Importância da literacia legal e da formação médica

A interpretação destas normas exige não apenas conhecimento jurídico, mas também competências clínicas e éticas. Importa que os profissionais de saúde estejam informados sobre os limites e possibilidades legais, evitando quer o facilitismo, quer a exclusão injustificada.

A existência de estigmas associados à deficiência auditiva pode conduzir a decisões precipitadas, como a exclusão automática de candidatos surdos à carta de condução. Esta prática, além de injusta, é discriminatória e contraria o espírito da legislação portuguesa, que valoriza a avaliação individual e funcional. É fundamental garantir que os médicos estejam atualizados quanto ao quadro legal e que colaborem com entidades como o IMT na definição de critérios justos e rigorosos.

Do mesmo modo, é urgente capacitar os utentes com deficiências auditivas com informação clara sobre os seus direitos, promovendo uma cidadania ativa e informada. A literacia legal é parte essencial da autonomia pessoal e da integração social. Saber que a lei protege a possibilidade de conduzir é um passo determinante para que cada indivíduo possa fazer valer os seus direitos.

Reflexão final

O direito à mobilidade não deve ser condicionado por estigmas ou desconhecimento. A legislação portuguesa admite a condução por pessoas com surdez profunda, desde que exista uma avaliação médica positiva da sua capacidade funcional. Cabe-nos, como sociedade, assegurar que essa possibilidade é conhecida, aplicada com critério e promovida como parte integrante da inclusão plena.

A inclusão verdadeira começa com conhecimento.
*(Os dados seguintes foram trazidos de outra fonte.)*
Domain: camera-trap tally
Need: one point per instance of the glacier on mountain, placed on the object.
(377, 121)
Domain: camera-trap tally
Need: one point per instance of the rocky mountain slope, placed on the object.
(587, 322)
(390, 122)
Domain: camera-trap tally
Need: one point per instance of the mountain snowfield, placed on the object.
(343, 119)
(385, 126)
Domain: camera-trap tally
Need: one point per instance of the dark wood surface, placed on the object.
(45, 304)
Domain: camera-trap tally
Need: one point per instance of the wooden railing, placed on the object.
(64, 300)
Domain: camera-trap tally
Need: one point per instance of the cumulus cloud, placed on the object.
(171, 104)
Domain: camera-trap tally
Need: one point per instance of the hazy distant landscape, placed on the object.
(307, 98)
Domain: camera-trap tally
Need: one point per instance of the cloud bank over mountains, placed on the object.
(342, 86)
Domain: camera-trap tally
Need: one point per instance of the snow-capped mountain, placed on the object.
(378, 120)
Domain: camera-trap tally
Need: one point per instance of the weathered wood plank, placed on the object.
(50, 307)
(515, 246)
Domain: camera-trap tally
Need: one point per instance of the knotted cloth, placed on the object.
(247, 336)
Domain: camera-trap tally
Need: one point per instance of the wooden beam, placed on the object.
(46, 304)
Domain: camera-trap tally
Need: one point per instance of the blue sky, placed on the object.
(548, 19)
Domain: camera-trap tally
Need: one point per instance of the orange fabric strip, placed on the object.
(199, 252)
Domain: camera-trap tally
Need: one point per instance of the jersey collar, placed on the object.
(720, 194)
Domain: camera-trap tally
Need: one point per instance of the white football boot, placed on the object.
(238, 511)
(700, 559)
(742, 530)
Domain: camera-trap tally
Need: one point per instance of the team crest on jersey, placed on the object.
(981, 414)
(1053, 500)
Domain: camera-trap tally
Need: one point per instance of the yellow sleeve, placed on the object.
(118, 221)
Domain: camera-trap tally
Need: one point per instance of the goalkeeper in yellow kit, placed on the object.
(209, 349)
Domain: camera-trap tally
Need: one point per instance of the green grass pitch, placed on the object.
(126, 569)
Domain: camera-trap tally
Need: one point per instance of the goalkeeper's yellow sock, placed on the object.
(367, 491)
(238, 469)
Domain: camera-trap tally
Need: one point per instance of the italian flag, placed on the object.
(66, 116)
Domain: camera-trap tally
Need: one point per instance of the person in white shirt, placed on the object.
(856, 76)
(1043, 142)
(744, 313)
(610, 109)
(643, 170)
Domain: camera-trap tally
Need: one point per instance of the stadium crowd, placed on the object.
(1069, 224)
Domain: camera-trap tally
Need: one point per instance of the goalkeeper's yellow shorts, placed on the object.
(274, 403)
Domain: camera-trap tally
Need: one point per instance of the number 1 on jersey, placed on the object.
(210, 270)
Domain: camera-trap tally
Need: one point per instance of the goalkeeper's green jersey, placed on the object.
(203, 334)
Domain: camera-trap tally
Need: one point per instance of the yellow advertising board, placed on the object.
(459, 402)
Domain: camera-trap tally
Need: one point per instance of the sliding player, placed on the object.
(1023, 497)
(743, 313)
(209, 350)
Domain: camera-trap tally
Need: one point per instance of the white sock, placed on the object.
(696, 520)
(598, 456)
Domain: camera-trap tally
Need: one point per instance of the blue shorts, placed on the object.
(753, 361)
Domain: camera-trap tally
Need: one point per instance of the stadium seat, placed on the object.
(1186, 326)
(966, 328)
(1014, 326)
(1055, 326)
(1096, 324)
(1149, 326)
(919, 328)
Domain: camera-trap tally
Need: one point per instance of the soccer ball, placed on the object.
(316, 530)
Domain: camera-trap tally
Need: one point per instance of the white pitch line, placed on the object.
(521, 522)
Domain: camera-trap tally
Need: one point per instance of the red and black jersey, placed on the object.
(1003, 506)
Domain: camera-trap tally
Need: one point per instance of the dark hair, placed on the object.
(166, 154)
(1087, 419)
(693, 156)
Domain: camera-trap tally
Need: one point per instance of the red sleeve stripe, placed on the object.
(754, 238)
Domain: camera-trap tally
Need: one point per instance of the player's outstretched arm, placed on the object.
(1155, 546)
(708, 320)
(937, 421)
Cabe aos profissionais, à sociedade civil e às instituições públicas garantir que todos os cidadãos, independentemente das suas limitações sensoriais, tenham acesso igualitário aos seus direitos. A possibilidade de conduzir, quando sustentada por avaliação médica especializada e consciente, é apenas uma expressão concreta da autonomia que todos devemos ter direito de exercer.